All in all we have the following expected overall payoff as a function of t:

\mathbb E(t) = -[(1-r(t))p (-s) + (1-r(t))(1-p) t + r(t)p(t+s) + r(t)(1-p) T]

Next we have to define our function which models our increase in confidence. I opted for a function that gains information in a logarithm fashion, i.e., in the beginning we gain confidence fast and then we have a tailing-off effect:

r_k(t) := \frac{1}{2} \frac{(1 + \log(k)}{(-\log(k) + \log(1 + k)))} - \frac{\log(k + t)}{(2 (-\log(k) + \log(1 + k)))}

The parameter k can be understood as the rate of learning. For example for k = 0.01 it looks like this:

Assuming s = 1 and T = 1, i.e., the payoffs are basically the invested time and p = 30%, the expected payoff as function of the time of review t looks like this (payoff: blue line, error rate: red line):

The maximum payoff is reached for a review after roughly 20% of the estimated overall time. However it is still negative. This suggests that we do not learn fast enough to perform a well-informed decision. For example for k = 0.001, the situation looks different:

The optimal point for a review is after 14% of the estimated project time. Having once estimated your rate of learning, one can also determine which projects one should not get involved with at all. For k = 0.001 this is the case when the probability of success p is less than roughly 27%.
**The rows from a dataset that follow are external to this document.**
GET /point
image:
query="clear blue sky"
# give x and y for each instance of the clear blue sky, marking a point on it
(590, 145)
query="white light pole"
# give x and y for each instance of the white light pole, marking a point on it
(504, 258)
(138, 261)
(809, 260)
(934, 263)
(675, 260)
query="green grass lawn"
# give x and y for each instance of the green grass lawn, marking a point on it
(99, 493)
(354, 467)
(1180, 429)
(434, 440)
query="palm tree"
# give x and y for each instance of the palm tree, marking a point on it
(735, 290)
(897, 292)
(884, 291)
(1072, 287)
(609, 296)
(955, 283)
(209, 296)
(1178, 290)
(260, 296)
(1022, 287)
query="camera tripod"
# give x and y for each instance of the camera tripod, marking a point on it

Although this model is somewhat very simple it provides some nice qualitative (and partly quantitative) insights. For example that there are indeed projects that you should not even get involved with; this is somewhat clear from intuition but I was surprised that the probability of success of those is still quite high. Also, when over time your rate of learning increases (due to experience with other projects) you can get involved with more risky endeavors because your higher review confidence allows you to purge more effectively. For example when k goes down to, say, k = 0.00001 (which is not unrealistic as in this case shortly after the beginning of the project you would only err with around 20%) you could get involved with projects that only have a probability of success of 19%.

And no complaints about the abrupt ending – I consumed my allocated blogging time.